Tuesday, April 01, 2014

It's an ex-competitor: plaintiff whose service shuffled off this mortal coil lacks standing

Think Computer Corp. v. Dwolla, Inc., No. 13–CV–02054, 2014 WL 1266213 (N.D. Cal. Mar. 24, 2014)

Think is a money service business (MSB) and developer of a mobile payment system platform called FaceCash, launched in April 2010.  Defendants were money transmitters (MSB defendants) and venture capital funds and individual investors (investor defendants). MSB defendants included Airbnb, ActBlue, Facebook, Square, and Stanford.  Think alleged that the MSB defendants hold and transmit funds on behalf of third parties and were its direct competitors.  Think alleged that they operated without required money transmitter licenses in violation of a California law that became effective in mid-2011 and that imposed various capital and other requirements on money transmitters. The investor defendants allegedly helped/directed the MSB defendants. 

Think didn’t acquire the necessary license and voluntarily stopped running FaceCash when the California law went into effect.  Think had no paying customers for payment services. It alleged violations of California Unfair Competition law, the Lanham Act, and unjust enrichment. The court only analyzed the federal claim, finding no Article III standing (this may be a misnomer, though the result seems foreordained to be the same under Lexmark).

Under now-probably-superseded 9th Circuit precedent, Lanham Act standing requires “(1) a commercial injury based upon a misrepresentation about a product; and (2) that the injury is ‘competitive,’ or harmful to the plaintiff’s ability to compete with the defendant.” This requires some kind of competition for the same dollars from the same consumer group.  Think shut down FaceCash, so it can’t have had diverted sales after the California law went into effect.  Plus, to the extent Think alleged that statements in certain defendants’ terms of service before mid-2011 were deceptive, Think didn’t allege that Think suffered commercial injury as a result. Once Think voluntarily shut down FaceCash, it couldn’t show that it competed or suffered commercial injury, so the complaint had to be dismissed.
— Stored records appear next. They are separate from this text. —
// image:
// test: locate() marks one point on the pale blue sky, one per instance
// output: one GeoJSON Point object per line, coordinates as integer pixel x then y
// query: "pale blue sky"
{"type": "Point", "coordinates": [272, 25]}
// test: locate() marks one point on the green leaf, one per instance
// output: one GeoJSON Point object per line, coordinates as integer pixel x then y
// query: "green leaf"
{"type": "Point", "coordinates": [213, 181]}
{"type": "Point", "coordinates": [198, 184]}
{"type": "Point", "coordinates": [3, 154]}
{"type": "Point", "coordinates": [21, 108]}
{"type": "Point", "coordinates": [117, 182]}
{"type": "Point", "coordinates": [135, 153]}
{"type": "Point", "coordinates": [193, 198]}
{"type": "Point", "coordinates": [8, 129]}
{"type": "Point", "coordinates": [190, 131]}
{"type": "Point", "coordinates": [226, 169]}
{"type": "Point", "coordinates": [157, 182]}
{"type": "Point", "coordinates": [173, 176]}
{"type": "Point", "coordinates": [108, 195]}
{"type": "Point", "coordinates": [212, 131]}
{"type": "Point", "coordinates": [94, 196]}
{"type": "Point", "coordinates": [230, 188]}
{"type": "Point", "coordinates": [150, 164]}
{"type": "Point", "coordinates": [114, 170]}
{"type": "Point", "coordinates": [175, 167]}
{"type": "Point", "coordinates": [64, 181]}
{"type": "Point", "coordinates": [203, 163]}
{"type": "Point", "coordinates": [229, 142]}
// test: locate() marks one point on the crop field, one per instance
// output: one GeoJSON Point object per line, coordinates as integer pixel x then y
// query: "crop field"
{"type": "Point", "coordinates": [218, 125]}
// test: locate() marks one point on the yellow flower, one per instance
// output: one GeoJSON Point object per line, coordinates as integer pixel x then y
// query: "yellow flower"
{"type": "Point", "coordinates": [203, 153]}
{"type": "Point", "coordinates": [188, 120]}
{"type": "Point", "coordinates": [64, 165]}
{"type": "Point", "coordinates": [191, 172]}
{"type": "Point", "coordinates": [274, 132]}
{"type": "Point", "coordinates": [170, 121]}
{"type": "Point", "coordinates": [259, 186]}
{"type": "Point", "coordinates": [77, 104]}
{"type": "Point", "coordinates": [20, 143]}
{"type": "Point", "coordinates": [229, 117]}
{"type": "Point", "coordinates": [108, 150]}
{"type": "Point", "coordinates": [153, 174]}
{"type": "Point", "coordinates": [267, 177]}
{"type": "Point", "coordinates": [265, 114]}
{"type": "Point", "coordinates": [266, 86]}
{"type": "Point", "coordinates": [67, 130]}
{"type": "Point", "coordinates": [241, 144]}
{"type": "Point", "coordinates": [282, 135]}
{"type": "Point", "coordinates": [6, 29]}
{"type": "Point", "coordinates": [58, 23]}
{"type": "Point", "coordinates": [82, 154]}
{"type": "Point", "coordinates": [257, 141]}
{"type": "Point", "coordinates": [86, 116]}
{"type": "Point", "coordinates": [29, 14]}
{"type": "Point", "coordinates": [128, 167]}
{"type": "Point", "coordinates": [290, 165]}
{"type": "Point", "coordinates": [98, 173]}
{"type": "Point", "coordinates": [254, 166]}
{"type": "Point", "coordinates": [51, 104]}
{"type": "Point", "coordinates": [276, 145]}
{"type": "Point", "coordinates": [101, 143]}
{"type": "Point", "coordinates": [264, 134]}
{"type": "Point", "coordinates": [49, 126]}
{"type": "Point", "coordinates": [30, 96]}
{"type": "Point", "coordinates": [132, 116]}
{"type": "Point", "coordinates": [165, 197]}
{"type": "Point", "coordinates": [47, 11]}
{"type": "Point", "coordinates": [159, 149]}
A bit of a wrinkle: the UCL “unlawful” claims were based on both state and federal law. But the Ninth Circuit has held that, “where there is no federal private right of action, federal courts may not entertain a claim that depends on the presence of federal question jurisdiction under 28 U.S.C. § 1331.”  The alleged federal violations concerned laws criminalizing unlicensed money transmission businesses and mandating record-keeping, neither of which created a federal private right of action. As a result, the state law claims didn’t involve substantial questions of federal law, and the court declined to exercise supplemental jurisdiction.